Deep Reinforcement Learning implementation for the mighty game of Snake
DoubleDQN - enables double DQN learning.
radius - control the radius of the agent field of view.
Some experiences may be more important than others for our training, but might occur less frequently. Since the batch is sampled uniformly by default, these rich experiences that occur rarely have practically no chance to be selected.
Changing sampling distribution by using a criterion to define the priority of each tuple of experience (Used the prediction mean absolute difference error) as a priority criterion to give the model more chance to learn from experiences on which its’ predictin is bad, thus giving it a better chance to improve its’ predictions.
For usage:
Just change the base class for any of the above to PriorBaseDQN.

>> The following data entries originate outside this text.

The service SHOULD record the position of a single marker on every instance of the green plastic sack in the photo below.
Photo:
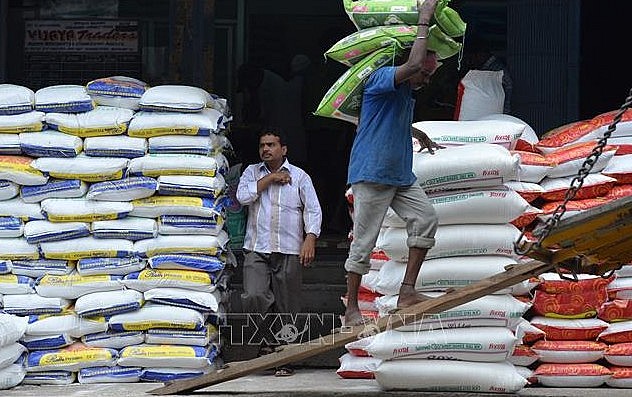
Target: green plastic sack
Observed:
(343, 99)
(354, 47)
(442, 44)
(449, 20)
(368, 13)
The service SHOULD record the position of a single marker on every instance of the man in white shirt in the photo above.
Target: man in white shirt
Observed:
(284, 221)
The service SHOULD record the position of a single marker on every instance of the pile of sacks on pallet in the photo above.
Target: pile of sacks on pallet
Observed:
(113, 253)
(385, 30)
(494, 180)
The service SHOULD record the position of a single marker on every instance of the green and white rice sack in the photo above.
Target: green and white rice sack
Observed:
(354, 47)
(344, 97)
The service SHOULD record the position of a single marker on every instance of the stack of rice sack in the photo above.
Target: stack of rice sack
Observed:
(587, 324)
(474, 241)
(112, 228)
(12, 353)
(385, 29)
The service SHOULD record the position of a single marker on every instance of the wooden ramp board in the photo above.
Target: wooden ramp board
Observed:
(293, 353)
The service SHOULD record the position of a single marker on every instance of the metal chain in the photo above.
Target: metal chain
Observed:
(576, 183)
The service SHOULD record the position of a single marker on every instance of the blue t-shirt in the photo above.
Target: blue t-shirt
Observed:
(382, 149)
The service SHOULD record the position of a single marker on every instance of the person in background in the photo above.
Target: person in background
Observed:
(478, 56)
(380, 168)
(284, 221)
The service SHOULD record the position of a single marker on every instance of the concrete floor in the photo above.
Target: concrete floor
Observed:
(306, 382)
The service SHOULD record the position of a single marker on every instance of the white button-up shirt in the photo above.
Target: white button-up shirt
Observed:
(281, 215)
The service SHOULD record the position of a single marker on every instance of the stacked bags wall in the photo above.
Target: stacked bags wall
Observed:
(385, 30)
(112, 240)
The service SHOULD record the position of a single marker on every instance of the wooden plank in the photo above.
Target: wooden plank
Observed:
(293, 353)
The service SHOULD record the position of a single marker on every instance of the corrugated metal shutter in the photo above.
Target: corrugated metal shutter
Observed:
(543, 58)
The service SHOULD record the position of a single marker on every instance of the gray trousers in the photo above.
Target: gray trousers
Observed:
(370, 203)
(272, 283)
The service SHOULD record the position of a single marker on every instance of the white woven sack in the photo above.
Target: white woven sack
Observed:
(11, 376)
(67, 98)
(45, 231)
(457, 376)
(56, 188)
(82, 210)
(20, 170)
(126, 189)
(202, 145)
(480, 94)
(12, 328)
(89, 169)
(50, 143)
(15, 99)
(466, 166)
(169, 356)
(10, 353)
(10, 144)
(11, 226)
(156, 316)
(108, 302)
(207, 300)
(115, 146)
(74, 285)
(459, 133)
(17, 248)
(21, 209)
(172, 164)
(175, 98)
(439, 274)
(153, 124)
(114, 340)
(183, 244)
(357, 367)
(40, 267)
(27, 304)
(71, 324)
(130, 228)
(8, 190)
(87, 247)
(454, 240)
(528, 135)
(501, 310)
(487, 205)
(24, 122)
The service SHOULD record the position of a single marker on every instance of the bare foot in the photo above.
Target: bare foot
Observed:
(405, 300)
(353, 318)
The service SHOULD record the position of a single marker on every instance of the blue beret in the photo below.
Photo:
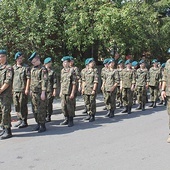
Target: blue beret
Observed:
(32, 56)
(163, 65)
(141, 61)
(111, 60)
(18, 54)
(47, 60)
(134, 63)
(120, 61)
(71, 58)
(154, 61)
(168, 51)
(3, 52)
(106, 60)
(127, 62)
(90, 60)
(66, 58)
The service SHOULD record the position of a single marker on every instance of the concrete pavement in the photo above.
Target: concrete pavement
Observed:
(125, 142)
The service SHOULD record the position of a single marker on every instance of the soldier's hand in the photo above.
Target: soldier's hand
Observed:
(163, 95)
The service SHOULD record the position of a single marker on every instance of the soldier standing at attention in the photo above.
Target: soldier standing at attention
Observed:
(120, 67)
(166, 89)
(6, 76)
(21, 84)
(142, 83)
(68, 92)
(38, 88)
(111, 81)
(154, 83)
(127, 85)
(89, 89)
(103, 72)
(83, 71)
(51, 87)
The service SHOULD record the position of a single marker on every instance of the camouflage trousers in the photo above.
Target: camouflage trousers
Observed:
(168, 108)
(111, 100)
(20, 101)
(39, 107)
(141, 95)
(119, 95)
(5, 110)
(67, 106)
(50, 99)
(153, 93)
(90, 102)
(127, 96)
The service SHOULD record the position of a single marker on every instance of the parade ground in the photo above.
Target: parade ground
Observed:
(125, 142)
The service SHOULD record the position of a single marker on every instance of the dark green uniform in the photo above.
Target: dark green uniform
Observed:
(20, 99)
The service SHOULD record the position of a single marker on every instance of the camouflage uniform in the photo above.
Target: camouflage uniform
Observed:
(111, 77)
(128, 79)
(51, 85)
(6, 76)
(89, 79)
(20, 99)
(39, 77)
(68, 78)
(142, 77)
(155, 79)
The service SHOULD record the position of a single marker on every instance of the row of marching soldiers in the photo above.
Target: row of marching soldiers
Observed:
(40, 83)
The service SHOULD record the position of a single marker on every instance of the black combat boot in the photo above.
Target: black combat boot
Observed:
(19, 122)
(92, 118)
(139, 107)
(2, 131)
(111, 114)
(154, 104)
(48, 118)
(70, 121)
(88, 117)
(65, 122)
(7, 134)
(108, 113)
(36, 127)
(23, 124)
(42, 128)
(151, 105)
(125, 110)
(129, 109)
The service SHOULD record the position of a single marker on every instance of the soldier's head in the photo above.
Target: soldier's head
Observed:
(48, 62)
(111, 63)
(18, 57)
(91, 63)
(35, 59)
(66, 61)
(142, 64)
(3, 57)
(155, 62)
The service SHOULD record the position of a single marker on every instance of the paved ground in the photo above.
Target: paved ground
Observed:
(126, 142)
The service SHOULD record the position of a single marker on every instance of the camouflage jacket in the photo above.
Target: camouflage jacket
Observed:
(68, 78)
(166, 77)
(39, 78)
(21, 74)
(89, 78)
(142, 77)
(52, 80)
(111, 77)
(6, 76)
(155, 76)
(128, 78)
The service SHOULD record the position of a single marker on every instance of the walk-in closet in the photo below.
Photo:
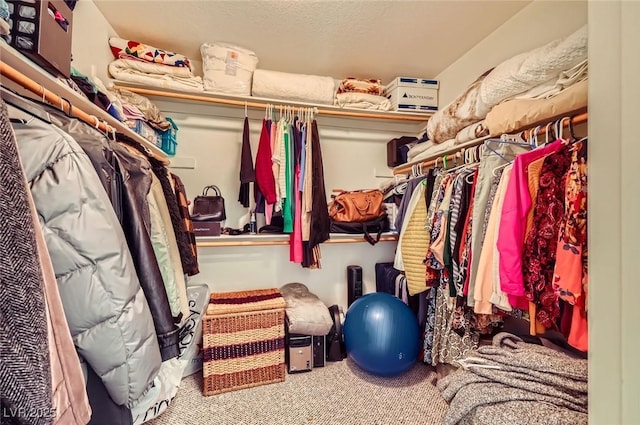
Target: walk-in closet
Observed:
(331, 212)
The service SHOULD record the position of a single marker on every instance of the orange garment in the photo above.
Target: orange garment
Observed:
(571, 274)
(533, 180)
(533, 176)
(483, 288)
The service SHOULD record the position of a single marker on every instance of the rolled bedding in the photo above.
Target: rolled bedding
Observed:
(295, 87)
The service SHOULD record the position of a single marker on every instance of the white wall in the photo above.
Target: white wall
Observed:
(211, 137)
(538, 23)
(614, 289)
(90, 43)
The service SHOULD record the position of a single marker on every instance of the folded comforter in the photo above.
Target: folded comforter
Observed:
(509, 79)
(156, 75)
(474, 131)
(362, 101)
(360, 85)
(511, 382)
(516, 114)
(296, 87)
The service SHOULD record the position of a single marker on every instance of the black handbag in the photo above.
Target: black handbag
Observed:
(209, 207)
(372, 229)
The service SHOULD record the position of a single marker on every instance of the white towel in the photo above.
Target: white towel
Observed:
(295, 87)
(362, 101)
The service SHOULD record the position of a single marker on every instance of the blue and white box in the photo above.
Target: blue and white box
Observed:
(410, 94)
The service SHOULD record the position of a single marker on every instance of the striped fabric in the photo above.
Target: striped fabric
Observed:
(243, 340)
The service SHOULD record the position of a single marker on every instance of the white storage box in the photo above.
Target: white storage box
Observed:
(227, 68)
(413, 94)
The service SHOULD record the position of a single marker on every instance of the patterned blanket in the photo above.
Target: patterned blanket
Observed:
(359, 85)
(129, 49)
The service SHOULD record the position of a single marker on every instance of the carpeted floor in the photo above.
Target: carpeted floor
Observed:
(340, 393)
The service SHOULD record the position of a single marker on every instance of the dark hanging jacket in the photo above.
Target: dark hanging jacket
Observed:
(127, 180)
(25, 373)
(188, 260)
(183, 205)
(320, 222)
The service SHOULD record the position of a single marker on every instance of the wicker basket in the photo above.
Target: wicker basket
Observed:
(243, 340)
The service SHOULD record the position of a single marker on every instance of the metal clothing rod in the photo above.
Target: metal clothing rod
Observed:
(64, 104)
(455, 151)
(262, 104)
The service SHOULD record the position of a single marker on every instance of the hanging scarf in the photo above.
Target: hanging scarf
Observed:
(247, 173)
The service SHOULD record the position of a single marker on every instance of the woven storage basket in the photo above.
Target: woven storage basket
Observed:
(243, 340)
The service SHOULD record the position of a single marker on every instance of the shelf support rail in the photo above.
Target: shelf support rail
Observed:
(64, 104)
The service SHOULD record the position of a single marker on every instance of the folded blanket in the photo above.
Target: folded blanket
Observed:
(133, 104)
(554, 86)
(509, 79)
(474, 131)
(462, 112)
(129, 49)
(359, 85)
(527, 70)
(517, 114)
(296, 87)
(168, 77)
(227, 68)
(362, 101)
(510, 381)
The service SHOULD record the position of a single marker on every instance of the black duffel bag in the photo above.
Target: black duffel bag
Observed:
(370, 229)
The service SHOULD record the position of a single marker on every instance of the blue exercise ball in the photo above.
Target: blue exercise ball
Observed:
(381, 334)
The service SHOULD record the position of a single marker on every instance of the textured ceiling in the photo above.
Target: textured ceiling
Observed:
(372, 39)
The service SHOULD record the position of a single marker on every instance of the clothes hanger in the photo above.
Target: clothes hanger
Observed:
(24, 105)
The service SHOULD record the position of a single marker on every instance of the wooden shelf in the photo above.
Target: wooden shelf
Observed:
(261, 103)
(581, 117)
(27, 75)
(272, 239)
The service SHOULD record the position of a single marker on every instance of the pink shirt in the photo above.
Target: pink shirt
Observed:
(511, 234)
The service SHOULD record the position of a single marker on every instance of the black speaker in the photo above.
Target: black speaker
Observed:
(319, 351)
(299, 356)
(354, 279)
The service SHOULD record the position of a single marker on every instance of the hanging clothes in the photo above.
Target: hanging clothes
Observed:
(25, 379)
(247, 173)
(183, 206)
(69, 192)
(295, 239)
(263, 171)
(320, 221)
(501, 154)
(126, 180)
(571, 270)
(511, 235)
(69, 395)
(540, 246)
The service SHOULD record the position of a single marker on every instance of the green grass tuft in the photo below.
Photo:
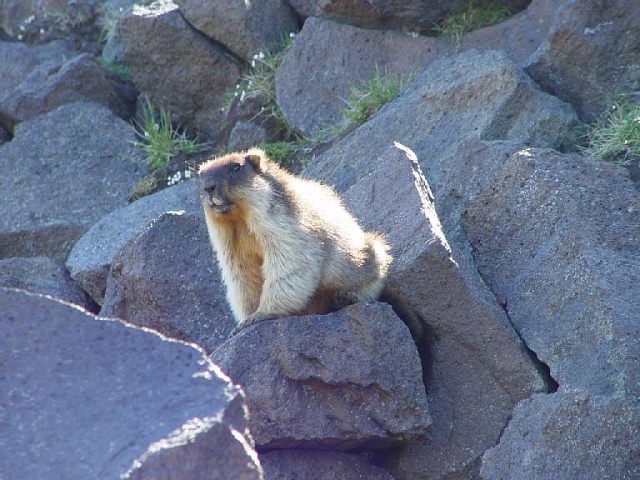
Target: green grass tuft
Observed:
(615, 136)
(160, 140)
(471, 17)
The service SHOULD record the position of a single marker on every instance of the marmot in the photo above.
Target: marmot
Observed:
(286, 245)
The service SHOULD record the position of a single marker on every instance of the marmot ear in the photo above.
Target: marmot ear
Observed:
(255, 161)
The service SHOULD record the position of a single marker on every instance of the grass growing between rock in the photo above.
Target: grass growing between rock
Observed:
(615, 137)
(370, 96)
(160, 140)
(469, 17)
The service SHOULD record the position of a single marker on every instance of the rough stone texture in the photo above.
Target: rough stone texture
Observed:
(556, 237)
(245, 28)
(85, 397)
(570, 434)
(68, 167)
(52, 84)
(91, 256)
(166, 279)
(474, 95)
(42, 275)
(476, 367)
(302, 464)
(328, 58)
(178, 68)
(591, 54)
(414, 14)
(346, 380)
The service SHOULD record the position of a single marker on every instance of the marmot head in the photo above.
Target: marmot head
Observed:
(227, 181)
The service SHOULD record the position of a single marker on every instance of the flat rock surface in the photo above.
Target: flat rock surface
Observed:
(85, 397)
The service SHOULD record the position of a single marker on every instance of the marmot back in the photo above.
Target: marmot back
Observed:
(286, 245)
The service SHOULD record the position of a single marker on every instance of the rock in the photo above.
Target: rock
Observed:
(605, 37)
(328, 58)
(166, 279)
(50, 85)
(91, 257)
(287, 464)
(245, 135)
(412, 15)
(86, 397)
(178, 68)
(474, 95)
(346, 380)
(570, 434)
(477, 369)
(42, 275)
(69, 167)
(245, 28)
(17, 60)
(555, 237)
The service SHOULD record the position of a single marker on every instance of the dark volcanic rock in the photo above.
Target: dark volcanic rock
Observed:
(177, 67)
(86, 398)
(477, 368)
(166, 279)
(569, 434)
(245, 28)
(68, 168)
(307, 464)
(591, 54)
(91, 257)
(350, 379)
(42, 275)
(556, 237)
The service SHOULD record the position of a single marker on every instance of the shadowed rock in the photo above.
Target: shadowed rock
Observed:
(346, 380)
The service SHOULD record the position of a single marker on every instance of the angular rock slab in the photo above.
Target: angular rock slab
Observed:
(477, 368)
(85, 397)
(245, 28)
(42, 275)
(91, 256)
(167, 279)
(328, 58)
(471, 96)
(557, 239)
(605, 37)
(69, 167)
(350, 379)
(177, 67)
(570, 434)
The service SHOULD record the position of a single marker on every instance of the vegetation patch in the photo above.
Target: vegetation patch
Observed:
(160, 140)
(615, 136)
(469, 17)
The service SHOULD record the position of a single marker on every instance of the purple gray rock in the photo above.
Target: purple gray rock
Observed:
(85, 397)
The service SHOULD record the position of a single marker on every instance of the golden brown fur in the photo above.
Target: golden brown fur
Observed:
(286, 245)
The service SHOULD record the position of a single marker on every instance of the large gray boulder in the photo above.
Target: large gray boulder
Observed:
(476, 367)
(42, 275)
(166, 279)
(245, 28)
(474, 95)
(85, 397)
(51, 84)
(177, 67)
(346, 380)
(556, 238)
(92, 255)
(570, 434)
(591, 54)
(328, 58)
(68, 168)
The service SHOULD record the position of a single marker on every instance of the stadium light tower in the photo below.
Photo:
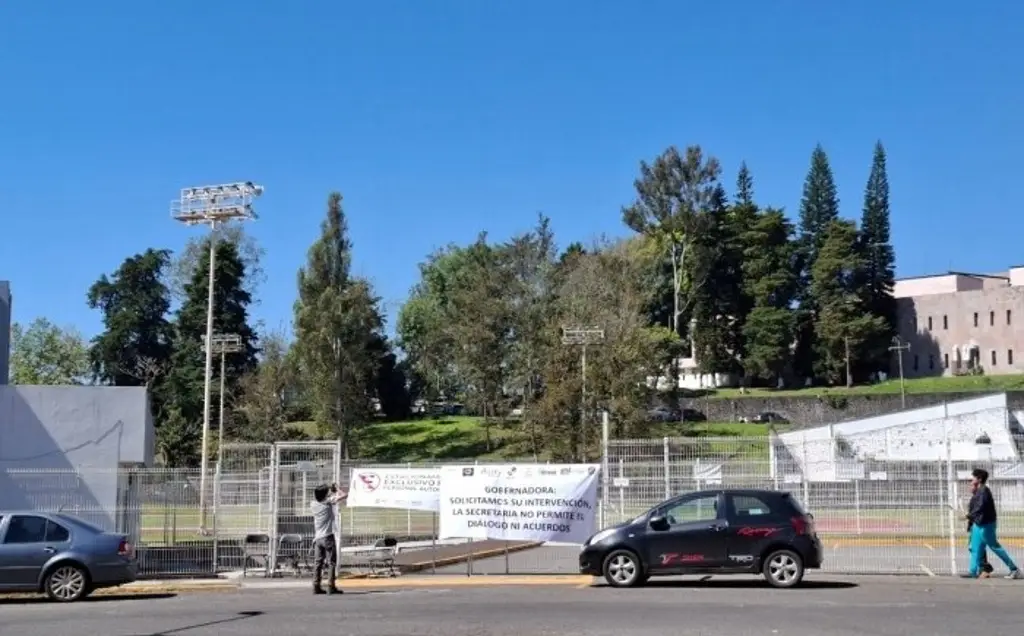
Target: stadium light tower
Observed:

Tried multiple different implementations:
• Square(l∞ distance) of a certain radius around the snake’s head.
• Diamond(l1 distance) of a certain radius around the snake’s head.
• Circle(l2 distance) of a certain radius around the Snake’s head.
• Using sort of a “Radar”, which returned directions and distances to a certain amount of entities of each type from the snake’s head.
Used softmax sampling, with a temperature value that decays exponentially with a certain rate, in order to explore more on early stage and then exploit the agent’s “knowledge” in later stage.
Also have option to use epsilon-greedy.